Baltimore Trucking Injury Update: Maryland Truck Owners Have a Responsibility to Not Employ Negligent Drivers

Considering the damage and injury that can occur as a result of a traffic collision between a semi tractor-trailer rig and a much smaller family minivan, sport utility vehicle or economy car, it’s very important that the individuals who operate these behemoths be properly trained and licensed.

Without a doubt, commercial trucks are everywhere one looks in Baltimore, Rockville, Gaithersburg and Washington, D.C. As an important part of this nation’s flow of commerce, large trucks are a necessary evil, to put it bluntly. Of course, most truckers are careful professionals who take their jobs quite seriously. However, as with any industry, there are bad apples in the bunch.

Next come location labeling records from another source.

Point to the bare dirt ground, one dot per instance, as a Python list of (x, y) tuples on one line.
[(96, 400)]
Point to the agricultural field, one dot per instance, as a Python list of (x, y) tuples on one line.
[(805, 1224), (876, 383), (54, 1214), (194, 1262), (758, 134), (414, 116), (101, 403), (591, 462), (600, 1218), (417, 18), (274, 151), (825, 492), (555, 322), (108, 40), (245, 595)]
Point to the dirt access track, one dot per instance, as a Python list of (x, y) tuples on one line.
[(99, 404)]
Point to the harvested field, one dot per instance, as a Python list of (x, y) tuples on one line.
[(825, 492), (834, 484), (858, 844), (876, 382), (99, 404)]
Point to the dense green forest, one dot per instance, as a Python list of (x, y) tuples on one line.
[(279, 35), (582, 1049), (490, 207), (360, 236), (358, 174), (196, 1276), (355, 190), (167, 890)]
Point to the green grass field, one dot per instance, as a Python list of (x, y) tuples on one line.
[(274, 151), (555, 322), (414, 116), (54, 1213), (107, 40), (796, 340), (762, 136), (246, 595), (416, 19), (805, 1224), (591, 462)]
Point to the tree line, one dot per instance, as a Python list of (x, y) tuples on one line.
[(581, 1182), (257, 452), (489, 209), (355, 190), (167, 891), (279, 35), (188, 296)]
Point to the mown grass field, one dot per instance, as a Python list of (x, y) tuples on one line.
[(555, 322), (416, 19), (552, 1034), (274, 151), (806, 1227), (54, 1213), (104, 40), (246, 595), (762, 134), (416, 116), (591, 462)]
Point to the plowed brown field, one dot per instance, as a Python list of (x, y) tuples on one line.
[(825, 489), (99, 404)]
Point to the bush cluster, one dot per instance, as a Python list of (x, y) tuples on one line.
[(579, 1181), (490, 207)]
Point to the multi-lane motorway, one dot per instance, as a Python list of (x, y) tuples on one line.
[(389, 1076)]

With all these vehicles — 18-wheelers, contractor vehicles, box trucks and delivery vans — there is always the potential for a trucking-related traffic accident no matter where you are. Pedestrians and bicycle riders are also not immune to the dangers presented by thoughtless or inattentive truck drivers, especially in busy urban areas where bike, foot vehicle traffic share the same roads.

Being involved in a serious car accidents and truck collisions can be frightening enough, but once injured due to a commercial trucking accident, one must usually face the task of both physical and financial recovery. Sad to say, obtaining justice following a truck accident in Maryland may be difficult. Because they are usually associated with large businesses, commercial truck carriers usually have extensive legal resources that help them to avoid large payouts.

As mentioned, there are always some bad drivers out there, but it is important to remember that Maryland trucking firms can be held liable for employing negligent truckers who cause a serious roadway injury accident or fatal trucking collision. In these types of situations, as Maryland personal injury lawyers, it is our job to represent the victims or the victim’s families in order to gain some compensation for their loss.

The insurance companies that represent trucking firms typically try very hard to limit how much they will pay for any insurance claim. It’s not uncommon for the victims of such highway wrecks to actually be accused by the insurance company of causing the accident.

Regardless, the victims of a Maryland traffic accident involving a commercial vehicle are legally allowed to seek monetary damages from a negligent trucker’s employer based on a theory of law known as “negligent entrustment.” This legal theory empowers auto accident attorneys to pursue a couple important objectives for their clients. First, it provides a method of recovery even though the truck driver himself may have insufficient insurance coverage or personal assets to meet the possible monetary award. Secondly, this approach provides the mean by which plaintiffs (such as a victim’s family) to punish a “careless” operator of a trucking company for hiring a driver that put the victims’ lives at risk due to negligent operation of the company’s commercial vehicle.

Under Maryland law, this theory of negligent entrustment is comprised of three specific elements, all of which must be demonstrated to the court during a trial:

1) The plaintiff’s lawyer must show proof that the trucking company’s owner was a legal “supplier” and that he or she made the vehicle available to the negligent driver

2) The victim’s lawyer needs to prove that the supplier/trucking company owner(s) knew, or even should have known truck driver was likely to operate the truck, whether due to poor training or other deficiencies) in a manner that put others at risk of harm (Even if the driver is not found negligent, this point can also apply if the owner allowed the vehicle to be operated with known mechanical defects)

3) The victim’s attorney needs to prove that the injured plaintiff was typical of the kind of individual that the supplier/vehicle owner would reasonably expect to be endangered should he or she employ said negligent trucker

For reference, the Maryland court system defines “supplier” as anyone who has the authority to permit and/or prohibit the use of the truck. If the allegedly negligent trucker’s employer owned the commercial truck involved in the accident, then that owner is considered a legal supplier who then made the vehicle available to the negligent driver.

Furthermore, Maryland courts have ruled in the past that pedestrians, bicyclists and passenger car and truck drivers who are injured though the negligence of a commercial truck driver are, indeed, the types of people that a supplier/trucking company owner would expect to be endangered by a negligent truck driver whom they have under their employ.